Hello,
Chris Davies a écrit :
> Geoff Lane <(E-Mail Removed)> wrote:
>
>>Strangely if I issue the saned -d6 (Debug) command I get the output as
>>shown below;
>>
>>geoff@challenger:~$ saned -d6
>>[saned] main: starting debug mode (level 6)
>>[saned] main: trying to get port for service `sane-port' (getaddrinfo)
>>[saned] main: [0] socket () using IPv6
>>[saned] main: [0] setsockopt ()
>>[saned] main: [0] bind () to port 6566
>>[saned] main: [0] listen ()
>>[saned] main: [1] socket () using IPv4
>>[saned] main: [1] setsockopt ()
>>[saned] main: [1] bind () to port 6566
>>[saned] main: [1] bind failed: Address already in use
>
> That's because inetd has already allocated it.

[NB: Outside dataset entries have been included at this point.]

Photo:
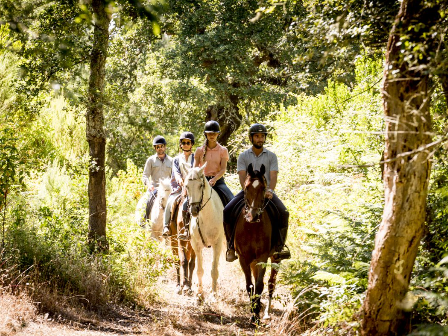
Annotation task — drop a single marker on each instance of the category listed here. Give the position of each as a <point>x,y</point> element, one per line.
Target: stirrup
<point>184,235</point>
<point>166,232</point>
<point>283,254</point>
<point>230,255</point>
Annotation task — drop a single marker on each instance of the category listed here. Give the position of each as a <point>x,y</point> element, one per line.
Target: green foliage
<point>48,233</point>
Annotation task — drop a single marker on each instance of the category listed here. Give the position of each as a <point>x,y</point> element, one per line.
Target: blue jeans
<point>222,189</point>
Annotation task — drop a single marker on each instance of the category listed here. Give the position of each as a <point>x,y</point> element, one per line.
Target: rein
<point>258,210</point>
<point>202,207</point>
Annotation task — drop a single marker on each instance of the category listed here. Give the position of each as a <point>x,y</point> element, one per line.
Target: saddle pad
<point>149,205</point>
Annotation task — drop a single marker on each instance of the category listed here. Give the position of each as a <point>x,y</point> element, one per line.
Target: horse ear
<point>250,170</point>
<point>185,169</point>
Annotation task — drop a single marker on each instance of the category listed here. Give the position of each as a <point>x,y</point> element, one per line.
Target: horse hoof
<point>212,298</point>
<point>187,291</point>
<point>178,290</point>
<point>266,317</point>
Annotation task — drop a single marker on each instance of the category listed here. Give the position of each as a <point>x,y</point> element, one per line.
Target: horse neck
<point>206,198</point>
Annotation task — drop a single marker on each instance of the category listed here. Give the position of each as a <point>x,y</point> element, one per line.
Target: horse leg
<point>175,250</point>
<point>199,268</point>
<point>249,286</point>
<point>191,257</point>
<point>271,287</point>
<point>258,271</point>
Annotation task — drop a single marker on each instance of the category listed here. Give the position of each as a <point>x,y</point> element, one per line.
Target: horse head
<point>195,183</point>
<point>254,192</point>
<point>163,192</point>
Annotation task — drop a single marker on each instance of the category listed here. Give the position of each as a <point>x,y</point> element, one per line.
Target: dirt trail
<point>173,314</point>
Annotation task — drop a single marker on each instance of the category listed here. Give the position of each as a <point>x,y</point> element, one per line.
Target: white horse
<point>158,208</point>
<point>206,229</point>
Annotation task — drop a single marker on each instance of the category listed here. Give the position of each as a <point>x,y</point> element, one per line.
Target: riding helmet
<point>257,128</point>
<point>187,135</point>
<point>159,140</point>
<point>212,127</point>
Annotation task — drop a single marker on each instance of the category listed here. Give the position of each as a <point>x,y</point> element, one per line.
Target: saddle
<point>223,197</point>
<point>175,207</point>
<point>149,205</point>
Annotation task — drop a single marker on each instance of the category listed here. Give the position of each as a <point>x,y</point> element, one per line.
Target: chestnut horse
<point>186,253</point>
<point>253,240</point>
<point>156,216</point>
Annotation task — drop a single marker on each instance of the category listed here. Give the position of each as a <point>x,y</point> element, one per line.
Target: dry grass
<point>166,314</point>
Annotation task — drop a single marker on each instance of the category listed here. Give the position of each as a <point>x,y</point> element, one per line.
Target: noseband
<point>202,195</point>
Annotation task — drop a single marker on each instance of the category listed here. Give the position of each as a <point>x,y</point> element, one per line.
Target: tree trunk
<point>95,129</point>
<point>406,176</point>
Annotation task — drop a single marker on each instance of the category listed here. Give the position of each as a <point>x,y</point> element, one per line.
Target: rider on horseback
<point>258,155</point>
<point>216,157</point>
<point>186,142</point>
<point>157,167</point>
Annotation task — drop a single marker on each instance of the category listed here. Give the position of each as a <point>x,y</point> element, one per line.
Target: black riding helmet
<point>257,128</point>
<point>212,127</point>
<point>187,135</point>
<point>159,140</point>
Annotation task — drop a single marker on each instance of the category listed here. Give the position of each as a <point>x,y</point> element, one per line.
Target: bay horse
<point>184,249</point>
<point>158,208</point>
<point>206,229</point>
<point>253,240</point>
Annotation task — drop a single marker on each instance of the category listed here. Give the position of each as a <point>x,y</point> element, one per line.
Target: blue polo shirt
<point>266,157</point>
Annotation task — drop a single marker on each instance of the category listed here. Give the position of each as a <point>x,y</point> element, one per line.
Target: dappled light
<point>352,101</point>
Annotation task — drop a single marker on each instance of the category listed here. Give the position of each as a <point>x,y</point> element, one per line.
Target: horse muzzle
<point>195,208</point>
<point>250,216</point>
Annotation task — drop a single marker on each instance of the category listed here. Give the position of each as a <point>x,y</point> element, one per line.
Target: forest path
<point>172,314</point>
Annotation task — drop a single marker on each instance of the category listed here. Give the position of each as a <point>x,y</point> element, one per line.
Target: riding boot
<point>185,233</point>
<point>166,230</point>
<point>282,251</point>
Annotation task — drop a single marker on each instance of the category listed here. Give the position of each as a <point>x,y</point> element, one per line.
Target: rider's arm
<point>147,172</point>
<point>242,175</point>
<point>198,157</point>
<point>273,179</point>
<point>222,170</point>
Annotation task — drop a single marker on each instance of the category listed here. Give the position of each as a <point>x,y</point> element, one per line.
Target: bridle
<point>202,195</point>
<point>258,210</point>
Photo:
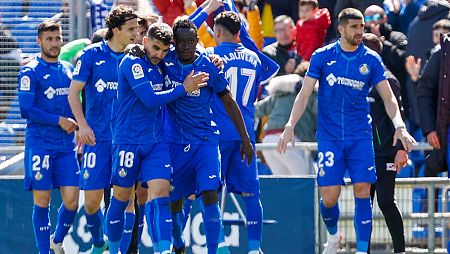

I don't think so. I think that the system fails to bind an IPv4 socket
to port 6566 because the IPv6 socket has already been bound to this
port. This is the default on Linux for sockets listening on any address
(:: and 0.0.0.0), as an IPv6 socket listening on any address (:

also
accepts IPv4 connections.
See :
>> [saned] saned (AF-indep+IPv6) from sane-backends 1.0.18-cvs ready
>> [saned] check_host: detected an IPv4-mapped address
>> [saned] check_host: access by remote host: ::ffff:127.0.0.1
The IPv4 connection from 127.0.0.1 is received by the IPv6 socket and
the source IP address is seen as an IPv4-mapped IPv6 address
::ffff:127.0.0.1 as usual.
The default behaviour can be changed by setting the net.ipv6.bindv6only
sysctl to 1 so IPv6 sockets allow only IPv6 connections, and IPv6 and
IPv4 sockets can be bound to the same port.